Certa altura da minha ingenuidade pensei que era um jeito sutil de falar sobre gaiolas,
E descobri que passarinhos já nascem sabendo como atravessá-las, por mais cerrada que elas sejam,
e que se eu tomasse o cuidado de torná-las tão cerradas quanto possível,
eu não conseguia ver, nem ouvi-lo.
Era como ter uma caixa que piava abafado e não um passarinho
Deixei essa ideia de gaiolas e caixas de lado.

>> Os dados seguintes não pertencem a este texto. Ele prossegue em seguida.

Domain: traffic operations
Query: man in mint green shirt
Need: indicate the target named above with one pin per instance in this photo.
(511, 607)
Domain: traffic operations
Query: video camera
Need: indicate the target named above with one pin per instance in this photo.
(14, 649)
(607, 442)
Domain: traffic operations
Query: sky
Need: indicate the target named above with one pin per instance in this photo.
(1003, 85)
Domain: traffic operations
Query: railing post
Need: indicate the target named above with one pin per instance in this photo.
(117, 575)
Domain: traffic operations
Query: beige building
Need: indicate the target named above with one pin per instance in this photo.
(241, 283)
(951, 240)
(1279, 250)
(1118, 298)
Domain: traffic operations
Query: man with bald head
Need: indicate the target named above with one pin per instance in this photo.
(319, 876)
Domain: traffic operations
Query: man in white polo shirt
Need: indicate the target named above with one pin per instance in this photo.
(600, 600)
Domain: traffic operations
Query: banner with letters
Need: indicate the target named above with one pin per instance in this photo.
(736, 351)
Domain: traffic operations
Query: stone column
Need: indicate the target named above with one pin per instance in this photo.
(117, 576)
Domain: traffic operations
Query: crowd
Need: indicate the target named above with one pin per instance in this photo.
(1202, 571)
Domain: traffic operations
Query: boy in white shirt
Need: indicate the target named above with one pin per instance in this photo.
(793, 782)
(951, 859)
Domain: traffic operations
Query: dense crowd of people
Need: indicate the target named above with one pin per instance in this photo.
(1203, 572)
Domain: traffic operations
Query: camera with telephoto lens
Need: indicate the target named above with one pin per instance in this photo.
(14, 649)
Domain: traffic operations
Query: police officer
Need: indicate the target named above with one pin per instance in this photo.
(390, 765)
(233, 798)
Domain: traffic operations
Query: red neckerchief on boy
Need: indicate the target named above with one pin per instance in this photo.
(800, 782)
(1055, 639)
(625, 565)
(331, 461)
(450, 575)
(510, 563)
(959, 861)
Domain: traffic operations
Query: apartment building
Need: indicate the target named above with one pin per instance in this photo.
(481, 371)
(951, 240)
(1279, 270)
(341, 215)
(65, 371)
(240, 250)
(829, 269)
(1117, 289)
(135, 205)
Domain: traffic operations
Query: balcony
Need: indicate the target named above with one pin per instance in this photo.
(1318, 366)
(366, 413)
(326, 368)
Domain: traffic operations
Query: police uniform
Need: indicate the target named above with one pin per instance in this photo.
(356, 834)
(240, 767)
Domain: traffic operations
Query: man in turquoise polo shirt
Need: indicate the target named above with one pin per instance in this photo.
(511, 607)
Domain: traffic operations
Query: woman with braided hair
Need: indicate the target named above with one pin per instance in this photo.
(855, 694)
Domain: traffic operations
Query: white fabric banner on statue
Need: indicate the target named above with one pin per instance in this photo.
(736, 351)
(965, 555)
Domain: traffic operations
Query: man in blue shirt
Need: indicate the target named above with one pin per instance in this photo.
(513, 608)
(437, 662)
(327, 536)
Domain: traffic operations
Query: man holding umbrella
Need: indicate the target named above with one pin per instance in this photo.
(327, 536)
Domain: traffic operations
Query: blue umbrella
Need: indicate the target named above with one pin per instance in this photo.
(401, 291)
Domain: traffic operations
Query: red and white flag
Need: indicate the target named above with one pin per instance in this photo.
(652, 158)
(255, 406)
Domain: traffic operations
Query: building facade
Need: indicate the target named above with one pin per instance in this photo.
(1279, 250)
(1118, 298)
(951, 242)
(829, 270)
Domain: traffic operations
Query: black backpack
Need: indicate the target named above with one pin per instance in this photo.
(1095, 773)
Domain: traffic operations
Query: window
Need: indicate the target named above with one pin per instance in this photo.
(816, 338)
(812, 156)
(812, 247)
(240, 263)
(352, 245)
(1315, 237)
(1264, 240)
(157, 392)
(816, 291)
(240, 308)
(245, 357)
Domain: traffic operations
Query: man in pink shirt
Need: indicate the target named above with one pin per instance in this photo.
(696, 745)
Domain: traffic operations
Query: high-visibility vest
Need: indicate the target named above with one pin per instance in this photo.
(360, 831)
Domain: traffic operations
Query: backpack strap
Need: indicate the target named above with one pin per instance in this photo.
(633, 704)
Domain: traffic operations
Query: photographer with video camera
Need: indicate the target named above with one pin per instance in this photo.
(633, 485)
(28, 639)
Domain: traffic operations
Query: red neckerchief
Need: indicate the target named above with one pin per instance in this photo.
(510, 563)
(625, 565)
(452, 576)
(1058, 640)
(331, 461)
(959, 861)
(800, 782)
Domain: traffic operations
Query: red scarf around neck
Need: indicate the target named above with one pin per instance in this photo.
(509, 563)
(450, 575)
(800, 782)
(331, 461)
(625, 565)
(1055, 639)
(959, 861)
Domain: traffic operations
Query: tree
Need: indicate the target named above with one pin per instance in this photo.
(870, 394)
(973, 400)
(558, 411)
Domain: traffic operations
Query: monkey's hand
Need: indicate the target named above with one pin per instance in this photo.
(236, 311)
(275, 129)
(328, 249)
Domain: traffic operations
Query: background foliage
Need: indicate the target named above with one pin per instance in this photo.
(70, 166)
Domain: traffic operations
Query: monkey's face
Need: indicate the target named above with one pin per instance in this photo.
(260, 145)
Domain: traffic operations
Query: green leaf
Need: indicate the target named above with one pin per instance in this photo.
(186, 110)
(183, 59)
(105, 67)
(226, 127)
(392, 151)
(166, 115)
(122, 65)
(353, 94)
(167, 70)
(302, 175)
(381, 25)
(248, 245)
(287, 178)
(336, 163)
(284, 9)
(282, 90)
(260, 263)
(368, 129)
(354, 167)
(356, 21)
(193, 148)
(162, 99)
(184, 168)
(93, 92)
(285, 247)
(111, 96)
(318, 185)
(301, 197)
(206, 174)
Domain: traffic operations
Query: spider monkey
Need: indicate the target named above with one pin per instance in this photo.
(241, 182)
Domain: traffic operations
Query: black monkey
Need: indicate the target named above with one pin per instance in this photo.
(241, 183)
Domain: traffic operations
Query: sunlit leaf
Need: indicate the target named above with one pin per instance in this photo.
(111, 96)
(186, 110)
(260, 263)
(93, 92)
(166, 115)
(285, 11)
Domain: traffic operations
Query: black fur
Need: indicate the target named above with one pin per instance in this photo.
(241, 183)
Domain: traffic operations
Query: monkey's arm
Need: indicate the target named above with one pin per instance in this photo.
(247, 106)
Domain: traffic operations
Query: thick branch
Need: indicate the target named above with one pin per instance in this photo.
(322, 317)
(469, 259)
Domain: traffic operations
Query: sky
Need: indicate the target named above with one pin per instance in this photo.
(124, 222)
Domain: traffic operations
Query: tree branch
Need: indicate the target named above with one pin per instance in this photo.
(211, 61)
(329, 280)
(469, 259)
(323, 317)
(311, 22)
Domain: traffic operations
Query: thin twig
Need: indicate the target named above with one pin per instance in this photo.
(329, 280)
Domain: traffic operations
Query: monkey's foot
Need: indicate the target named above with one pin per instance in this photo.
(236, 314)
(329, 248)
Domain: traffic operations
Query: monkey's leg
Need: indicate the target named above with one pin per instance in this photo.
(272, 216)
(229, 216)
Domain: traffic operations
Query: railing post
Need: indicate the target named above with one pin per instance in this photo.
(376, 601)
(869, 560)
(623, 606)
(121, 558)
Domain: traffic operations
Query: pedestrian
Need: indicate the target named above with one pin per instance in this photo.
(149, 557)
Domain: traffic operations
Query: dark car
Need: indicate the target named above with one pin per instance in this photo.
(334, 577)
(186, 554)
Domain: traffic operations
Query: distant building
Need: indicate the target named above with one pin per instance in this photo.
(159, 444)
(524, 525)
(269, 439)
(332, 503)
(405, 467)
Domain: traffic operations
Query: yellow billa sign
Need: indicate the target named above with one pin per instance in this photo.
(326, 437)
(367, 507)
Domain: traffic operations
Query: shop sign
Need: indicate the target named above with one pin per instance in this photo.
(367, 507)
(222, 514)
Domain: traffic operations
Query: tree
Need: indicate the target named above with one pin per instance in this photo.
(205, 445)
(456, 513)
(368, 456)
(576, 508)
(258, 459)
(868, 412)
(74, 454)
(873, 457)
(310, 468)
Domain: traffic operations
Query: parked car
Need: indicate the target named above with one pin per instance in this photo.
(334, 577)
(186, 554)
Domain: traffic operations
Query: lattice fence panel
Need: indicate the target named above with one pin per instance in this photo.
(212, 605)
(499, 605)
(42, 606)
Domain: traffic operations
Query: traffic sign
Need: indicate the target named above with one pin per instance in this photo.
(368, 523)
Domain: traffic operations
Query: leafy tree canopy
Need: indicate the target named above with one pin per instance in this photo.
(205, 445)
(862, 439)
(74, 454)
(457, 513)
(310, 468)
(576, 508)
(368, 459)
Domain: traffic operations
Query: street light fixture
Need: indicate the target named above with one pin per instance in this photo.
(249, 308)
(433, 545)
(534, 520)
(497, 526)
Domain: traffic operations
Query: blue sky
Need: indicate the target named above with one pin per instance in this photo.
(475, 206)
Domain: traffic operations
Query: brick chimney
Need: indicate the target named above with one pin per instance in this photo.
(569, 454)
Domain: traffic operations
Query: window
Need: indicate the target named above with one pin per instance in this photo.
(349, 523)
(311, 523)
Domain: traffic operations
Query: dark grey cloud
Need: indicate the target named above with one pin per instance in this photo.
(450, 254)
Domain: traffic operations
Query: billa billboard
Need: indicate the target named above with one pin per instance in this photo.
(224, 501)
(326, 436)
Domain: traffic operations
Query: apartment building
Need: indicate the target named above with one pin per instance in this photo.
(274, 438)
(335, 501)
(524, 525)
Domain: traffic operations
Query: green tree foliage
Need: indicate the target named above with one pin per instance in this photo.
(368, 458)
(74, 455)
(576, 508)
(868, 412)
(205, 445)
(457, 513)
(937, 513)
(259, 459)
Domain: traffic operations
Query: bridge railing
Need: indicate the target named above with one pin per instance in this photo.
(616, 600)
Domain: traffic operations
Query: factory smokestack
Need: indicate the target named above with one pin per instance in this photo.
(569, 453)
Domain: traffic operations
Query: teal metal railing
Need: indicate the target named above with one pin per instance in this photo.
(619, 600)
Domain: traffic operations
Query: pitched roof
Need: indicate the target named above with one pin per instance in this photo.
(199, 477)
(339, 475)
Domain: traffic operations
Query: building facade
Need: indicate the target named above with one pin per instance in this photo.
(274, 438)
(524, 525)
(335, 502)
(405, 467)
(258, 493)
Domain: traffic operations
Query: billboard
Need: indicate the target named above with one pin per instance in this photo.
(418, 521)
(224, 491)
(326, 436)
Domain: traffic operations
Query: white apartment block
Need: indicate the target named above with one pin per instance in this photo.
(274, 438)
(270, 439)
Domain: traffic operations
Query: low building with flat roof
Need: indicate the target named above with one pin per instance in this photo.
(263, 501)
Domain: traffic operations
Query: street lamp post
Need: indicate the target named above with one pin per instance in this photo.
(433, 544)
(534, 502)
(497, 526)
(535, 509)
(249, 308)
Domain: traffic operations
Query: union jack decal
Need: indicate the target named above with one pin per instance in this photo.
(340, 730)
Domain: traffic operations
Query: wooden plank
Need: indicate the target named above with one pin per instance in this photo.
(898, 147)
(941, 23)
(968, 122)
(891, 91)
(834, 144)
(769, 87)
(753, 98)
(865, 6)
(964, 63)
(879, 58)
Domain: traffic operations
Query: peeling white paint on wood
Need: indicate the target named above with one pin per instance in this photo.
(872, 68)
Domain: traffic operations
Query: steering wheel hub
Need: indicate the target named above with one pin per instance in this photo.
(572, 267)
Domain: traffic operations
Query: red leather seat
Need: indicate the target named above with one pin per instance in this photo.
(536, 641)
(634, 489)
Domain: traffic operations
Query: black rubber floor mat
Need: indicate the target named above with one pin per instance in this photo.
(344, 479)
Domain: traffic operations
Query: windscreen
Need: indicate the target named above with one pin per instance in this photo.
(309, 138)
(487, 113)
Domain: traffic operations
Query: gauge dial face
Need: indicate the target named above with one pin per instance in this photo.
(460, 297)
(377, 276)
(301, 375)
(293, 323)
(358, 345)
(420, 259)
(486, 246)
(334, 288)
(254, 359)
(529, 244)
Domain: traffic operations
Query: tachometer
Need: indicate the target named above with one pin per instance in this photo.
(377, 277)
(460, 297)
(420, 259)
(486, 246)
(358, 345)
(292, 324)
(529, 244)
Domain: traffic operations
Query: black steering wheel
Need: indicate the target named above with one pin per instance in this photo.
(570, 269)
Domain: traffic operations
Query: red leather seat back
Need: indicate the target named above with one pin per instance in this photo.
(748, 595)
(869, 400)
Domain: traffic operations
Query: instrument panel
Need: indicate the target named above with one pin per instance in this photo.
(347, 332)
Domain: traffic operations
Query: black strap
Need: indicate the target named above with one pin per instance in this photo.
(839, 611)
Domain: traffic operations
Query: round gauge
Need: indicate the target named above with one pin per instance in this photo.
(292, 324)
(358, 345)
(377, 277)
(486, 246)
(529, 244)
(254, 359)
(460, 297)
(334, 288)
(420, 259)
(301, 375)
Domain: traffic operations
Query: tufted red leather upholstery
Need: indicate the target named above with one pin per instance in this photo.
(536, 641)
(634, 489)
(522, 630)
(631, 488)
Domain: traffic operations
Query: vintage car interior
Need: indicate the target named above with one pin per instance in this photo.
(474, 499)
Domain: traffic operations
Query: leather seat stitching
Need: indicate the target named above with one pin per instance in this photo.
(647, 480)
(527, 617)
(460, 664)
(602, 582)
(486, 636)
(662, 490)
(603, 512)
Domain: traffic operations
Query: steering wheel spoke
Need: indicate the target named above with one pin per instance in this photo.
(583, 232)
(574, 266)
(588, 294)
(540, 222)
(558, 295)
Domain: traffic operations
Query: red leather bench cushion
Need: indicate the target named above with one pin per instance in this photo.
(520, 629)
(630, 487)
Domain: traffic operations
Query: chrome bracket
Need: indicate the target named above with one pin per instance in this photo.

Acredite em mim, não funcionam
hoje me preocupo em continuar acordando cedo e cuidando do quintal,
e eles continuam indo e vindo
e às vezes me pego desconfiado desse tipo que fica
talvez só exista nas histórias. Talvez histórias daquele tipo que não se deve levar ao pé da letra

Mas a verdade é que quando me perguntam se acredito nesse tal passarinho, eu nunca digo que não.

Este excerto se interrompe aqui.